Principal’s welcome
It’s a pleasure to introduce you to St Cyprian’s School.
I hope this offers a glimpse into the dynamic, exciting and creative life of our campus.
St Cyprian’s School for girls is a values-driven family school with a strong sense of identity and an expanded community that includes supportive, engaged parents and strong links with the Anglican Church, and a loyal and involved alumnae body.
Our historic Nooitgedacht campus houses three schools in one, with shared facilities that include a beautiful heritage chapel, the hall and specialist sports facilities. Thus, our girls, aged from three to 18 (Grade 000 to matric) cross paths and interact daily.
A shared educational vision, devised to shape character, build knowledge, develop skills and prepare our students to face the challenges of a fast-changing world is what distinguishes St Cyprian’s School from the norm. This vision informs our educational approach that supports both the pursuit of excellence and the exploration of possibility.
Our campus, nestled on the slopes of Table Mountain, reflects our heritage roots as well as the excitement of the present and the promise of an extraordinary future.
Our students and staff embody the vibrancy of an engaged and happy learning community, and one can see promise fulfilled as three-year-old school beginners cross paths with 18-year-old school leavers.
I look forward to an opportunity to meet you and tell you more!
Shelley Frayne
School Principal
Our vision
“We teach not for school but for life; we train not for time but for eternity.” This encourages and motivates us to pursue the promise of nurturing students who become values-driven life-long learners and leaders with a mission to make a difference in the world.
Our means –
heritage and faith
At the very heart of our school lies our jewel of a chapel. Our Christian values of Faith, Hope and Love underpin our ethos and inform the culture of the school.

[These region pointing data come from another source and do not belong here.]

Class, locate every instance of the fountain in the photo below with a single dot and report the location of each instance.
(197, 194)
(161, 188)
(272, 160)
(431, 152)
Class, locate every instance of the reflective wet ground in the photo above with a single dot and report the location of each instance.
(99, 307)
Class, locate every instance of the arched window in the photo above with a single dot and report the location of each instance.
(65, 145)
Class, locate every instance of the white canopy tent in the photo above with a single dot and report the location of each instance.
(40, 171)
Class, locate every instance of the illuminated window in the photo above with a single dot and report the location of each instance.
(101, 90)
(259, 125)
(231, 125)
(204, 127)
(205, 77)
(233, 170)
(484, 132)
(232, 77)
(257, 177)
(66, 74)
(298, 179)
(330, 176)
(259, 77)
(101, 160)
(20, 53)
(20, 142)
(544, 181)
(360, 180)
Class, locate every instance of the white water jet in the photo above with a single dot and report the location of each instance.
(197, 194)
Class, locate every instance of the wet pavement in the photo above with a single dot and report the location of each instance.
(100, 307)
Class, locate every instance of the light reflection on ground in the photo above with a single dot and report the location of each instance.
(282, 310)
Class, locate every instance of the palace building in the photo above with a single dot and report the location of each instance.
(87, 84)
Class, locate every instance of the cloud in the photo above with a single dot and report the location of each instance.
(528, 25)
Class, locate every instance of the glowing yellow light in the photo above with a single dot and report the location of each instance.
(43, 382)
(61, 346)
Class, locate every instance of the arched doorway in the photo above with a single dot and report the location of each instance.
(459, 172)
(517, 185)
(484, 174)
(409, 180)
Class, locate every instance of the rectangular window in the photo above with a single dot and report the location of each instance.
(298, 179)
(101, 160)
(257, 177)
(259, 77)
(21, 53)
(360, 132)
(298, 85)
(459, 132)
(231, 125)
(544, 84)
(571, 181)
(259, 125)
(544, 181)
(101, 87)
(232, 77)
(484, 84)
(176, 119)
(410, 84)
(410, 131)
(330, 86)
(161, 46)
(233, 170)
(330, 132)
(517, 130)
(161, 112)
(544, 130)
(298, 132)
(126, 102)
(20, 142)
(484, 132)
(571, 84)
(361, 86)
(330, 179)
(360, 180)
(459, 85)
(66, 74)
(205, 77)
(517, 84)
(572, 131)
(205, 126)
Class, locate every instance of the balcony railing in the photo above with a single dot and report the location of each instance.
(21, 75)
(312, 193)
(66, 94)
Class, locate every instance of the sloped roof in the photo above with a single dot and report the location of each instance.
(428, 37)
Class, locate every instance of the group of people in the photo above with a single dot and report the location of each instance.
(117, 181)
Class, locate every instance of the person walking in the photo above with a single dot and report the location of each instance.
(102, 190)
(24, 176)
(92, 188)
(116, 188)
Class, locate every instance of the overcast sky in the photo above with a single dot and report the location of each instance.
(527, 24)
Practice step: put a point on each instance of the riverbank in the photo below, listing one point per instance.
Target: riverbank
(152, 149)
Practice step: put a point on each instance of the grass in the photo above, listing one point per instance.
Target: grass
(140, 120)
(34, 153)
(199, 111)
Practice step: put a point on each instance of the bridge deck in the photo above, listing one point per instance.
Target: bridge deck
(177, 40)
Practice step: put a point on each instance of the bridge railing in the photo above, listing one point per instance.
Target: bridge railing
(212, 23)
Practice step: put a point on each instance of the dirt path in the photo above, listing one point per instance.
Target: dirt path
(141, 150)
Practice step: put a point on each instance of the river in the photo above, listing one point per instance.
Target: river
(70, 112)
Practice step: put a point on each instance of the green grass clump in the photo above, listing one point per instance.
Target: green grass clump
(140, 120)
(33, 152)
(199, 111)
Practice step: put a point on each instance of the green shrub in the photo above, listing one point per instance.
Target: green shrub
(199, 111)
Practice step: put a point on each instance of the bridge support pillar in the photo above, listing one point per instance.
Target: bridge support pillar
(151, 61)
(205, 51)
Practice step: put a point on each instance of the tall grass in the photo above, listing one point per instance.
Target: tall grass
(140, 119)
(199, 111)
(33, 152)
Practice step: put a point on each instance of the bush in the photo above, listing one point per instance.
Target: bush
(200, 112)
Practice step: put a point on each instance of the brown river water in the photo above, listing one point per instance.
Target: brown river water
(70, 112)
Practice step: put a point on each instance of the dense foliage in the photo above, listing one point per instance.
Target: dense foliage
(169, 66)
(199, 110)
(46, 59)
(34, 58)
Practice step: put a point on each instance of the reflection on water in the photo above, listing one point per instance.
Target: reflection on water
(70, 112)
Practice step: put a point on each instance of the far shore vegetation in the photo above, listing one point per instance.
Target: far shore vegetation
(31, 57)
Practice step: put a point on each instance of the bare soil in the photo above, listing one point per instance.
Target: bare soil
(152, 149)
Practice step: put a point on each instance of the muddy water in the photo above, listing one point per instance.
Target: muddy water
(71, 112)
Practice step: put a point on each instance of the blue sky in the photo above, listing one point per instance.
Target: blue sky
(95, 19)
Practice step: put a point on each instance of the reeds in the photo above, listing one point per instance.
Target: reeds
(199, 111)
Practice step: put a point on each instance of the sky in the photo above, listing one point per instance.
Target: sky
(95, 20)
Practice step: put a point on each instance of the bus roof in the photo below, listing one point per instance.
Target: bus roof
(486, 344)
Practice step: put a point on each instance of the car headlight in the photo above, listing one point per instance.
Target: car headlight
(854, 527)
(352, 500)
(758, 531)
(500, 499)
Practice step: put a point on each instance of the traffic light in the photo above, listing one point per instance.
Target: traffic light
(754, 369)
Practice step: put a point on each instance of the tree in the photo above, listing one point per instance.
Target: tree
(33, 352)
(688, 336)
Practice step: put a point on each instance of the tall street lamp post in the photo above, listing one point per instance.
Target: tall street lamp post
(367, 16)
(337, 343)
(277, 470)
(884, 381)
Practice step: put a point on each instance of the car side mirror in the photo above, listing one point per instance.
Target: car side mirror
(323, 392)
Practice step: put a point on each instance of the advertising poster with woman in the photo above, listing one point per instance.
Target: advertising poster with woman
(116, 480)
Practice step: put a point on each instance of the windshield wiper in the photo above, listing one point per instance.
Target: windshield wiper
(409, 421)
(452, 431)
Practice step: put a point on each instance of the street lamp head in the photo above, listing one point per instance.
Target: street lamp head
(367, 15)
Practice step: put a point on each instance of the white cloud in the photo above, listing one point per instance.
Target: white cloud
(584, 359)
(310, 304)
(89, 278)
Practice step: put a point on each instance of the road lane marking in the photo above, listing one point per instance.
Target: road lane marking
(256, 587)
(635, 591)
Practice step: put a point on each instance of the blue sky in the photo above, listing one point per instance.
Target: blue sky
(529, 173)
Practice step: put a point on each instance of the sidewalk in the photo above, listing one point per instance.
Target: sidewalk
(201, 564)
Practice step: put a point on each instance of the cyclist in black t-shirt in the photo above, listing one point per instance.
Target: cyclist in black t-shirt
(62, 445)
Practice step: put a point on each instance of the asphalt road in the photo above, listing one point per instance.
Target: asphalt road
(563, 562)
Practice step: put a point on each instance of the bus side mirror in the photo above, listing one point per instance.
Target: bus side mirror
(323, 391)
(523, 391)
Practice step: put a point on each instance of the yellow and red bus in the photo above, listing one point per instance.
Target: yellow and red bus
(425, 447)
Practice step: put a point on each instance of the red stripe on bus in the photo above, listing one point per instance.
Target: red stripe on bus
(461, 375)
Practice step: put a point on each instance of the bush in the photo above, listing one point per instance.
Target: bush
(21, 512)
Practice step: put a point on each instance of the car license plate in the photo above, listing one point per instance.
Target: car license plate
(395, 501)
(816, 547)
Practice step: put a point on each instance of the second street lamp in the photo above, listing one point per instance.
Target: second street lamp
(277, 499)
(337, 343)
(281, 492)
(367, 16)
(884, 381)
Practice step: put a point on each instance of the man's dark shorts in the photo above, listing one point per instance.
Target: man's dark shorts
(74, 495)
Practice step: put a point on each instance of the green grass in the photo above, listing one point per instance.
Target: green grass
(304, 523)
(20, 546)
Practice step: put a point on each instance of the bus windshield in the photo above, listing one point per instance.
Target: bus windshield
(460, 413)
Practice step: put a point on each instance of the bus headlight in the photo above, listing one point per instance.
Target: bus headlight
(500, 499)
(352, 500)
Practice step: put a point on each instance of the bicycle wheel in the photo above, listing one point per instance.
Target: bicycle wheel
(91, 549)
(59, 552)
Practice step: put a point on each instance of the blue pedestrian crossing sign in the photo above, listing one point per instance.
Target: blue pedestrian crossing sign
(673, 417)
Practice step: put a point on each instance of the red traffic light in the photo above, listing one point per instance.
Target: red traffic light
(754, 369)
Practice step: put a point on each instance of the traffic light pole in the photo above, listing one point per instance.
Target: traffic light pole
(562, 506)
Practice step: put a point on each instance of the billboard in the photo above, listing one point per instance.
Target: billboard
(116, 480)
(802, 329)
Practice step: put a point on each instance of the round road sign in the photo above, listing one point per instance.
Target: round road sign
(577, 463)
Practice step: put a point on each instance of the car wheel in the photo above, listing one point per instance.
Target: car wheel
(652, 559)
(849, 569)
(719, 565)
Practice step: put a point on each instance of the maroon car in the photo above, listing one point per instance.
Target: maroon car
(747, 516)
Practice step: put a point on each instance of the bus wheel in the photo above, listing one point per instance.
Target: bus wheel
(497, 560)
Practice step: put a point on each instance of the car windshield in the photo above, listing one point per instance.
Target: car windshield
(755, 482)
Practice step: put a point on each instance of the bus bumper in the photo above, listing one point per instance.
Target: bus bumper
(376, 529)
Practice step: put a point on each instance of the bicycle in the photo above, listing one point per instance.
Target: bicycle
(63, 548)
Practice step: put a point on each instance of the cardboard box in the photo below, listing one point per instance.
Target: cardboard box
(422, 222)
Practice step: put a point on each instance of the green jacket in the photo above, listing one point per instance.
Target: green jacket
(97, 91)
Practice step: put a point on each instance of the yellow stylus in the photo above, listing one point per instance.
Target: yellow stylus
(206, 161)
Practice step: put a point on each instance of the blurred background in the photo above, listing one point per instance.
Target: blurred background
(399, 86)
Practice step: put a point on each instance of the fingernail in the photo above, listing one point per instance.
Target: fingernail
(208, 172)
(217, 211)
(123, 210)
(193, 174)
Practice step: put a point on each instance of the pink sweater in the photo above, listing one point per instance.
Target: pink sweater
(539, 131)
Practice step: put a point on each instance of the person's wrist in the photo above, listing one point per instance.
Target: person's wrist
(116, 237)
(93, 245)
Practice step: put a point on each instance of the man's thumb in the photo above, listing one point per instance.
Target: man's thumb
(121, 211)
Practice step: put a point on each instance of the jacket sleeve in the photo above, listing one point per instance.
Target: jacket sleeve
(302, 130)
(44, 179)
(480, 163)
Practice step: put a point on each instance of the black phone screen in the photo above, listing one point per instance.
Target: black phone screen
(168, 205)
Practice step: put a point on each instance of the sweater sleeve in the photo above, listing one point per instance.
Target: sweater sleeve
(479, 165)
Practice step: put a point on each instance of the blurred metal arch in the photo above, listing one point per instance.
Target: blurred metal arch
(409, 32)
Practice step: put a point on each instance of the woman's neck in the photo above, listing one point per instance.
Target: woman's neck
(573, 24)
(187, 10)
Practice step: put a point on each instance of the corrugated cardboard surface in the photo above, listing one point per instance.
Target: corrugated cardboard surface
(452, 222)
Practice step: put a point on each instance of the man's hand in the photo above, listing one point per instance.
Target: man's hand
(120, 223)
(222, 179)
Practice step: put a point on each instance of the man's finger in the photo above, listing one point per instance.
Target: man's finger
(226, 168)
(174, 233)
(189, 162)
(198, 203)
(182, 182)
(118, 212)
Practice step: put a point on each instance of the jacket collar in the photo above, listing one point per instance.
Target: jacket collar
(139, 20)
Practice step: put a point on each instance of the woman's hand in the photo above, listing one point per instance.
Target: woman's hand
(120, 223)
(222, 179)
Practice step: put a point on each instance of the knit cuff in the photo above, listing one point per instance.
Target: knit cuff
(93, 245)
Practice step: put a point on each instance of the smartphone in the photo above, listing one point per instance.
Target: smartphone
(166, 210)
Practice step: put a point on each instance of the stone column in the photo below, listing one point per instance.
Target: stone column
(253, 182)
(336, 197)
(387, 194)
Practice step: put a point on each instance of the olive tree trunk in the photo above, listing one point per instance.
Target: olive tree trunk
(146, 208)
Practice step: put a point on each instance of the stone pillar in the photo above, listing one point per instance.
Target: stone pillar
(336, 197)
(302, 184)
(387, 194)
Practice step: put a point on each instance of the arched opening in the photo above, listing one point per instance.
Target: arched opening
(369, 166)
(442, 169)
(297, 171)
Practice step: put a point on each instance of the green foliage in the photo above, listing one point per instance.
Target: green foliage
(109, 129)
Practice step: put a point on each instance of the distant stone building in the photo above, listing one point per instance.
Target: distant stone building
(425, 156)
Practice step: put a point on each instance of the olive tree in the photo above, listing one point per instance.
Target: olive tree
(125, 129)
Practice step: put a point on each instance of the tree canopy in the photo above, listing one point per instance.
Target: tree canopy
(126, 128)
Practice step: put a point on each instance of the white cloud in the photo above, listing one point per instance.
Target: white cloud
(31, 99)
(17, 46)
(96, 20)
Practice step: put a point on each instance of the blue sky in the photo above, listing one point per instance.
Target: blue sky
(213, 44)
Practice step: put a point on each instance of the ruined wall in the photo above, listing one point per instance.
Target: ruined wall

The core values Respect, Integrity, Compassion, Courage and Accountability (RICCA) drive daily conversations between teachers and students, colleagues and peers.
The Bring and Boeka evening is about connection, understanding and community. It is about our girls witnessing how people of different faiths and traditions can gather with openness and generosity of spirit.”
Equity and belonging
True belonging asks something of each of us. It asks for the strength of character that allows us to enter conversations honestly – conversations that shape culture, where our girls are known and genuinely respected and where they, in turn, take on the responsibility of knowing and respecting others.
This is not incidental work. The practices and processes that make belonging real – not just aspirational – are worth our sustained investment.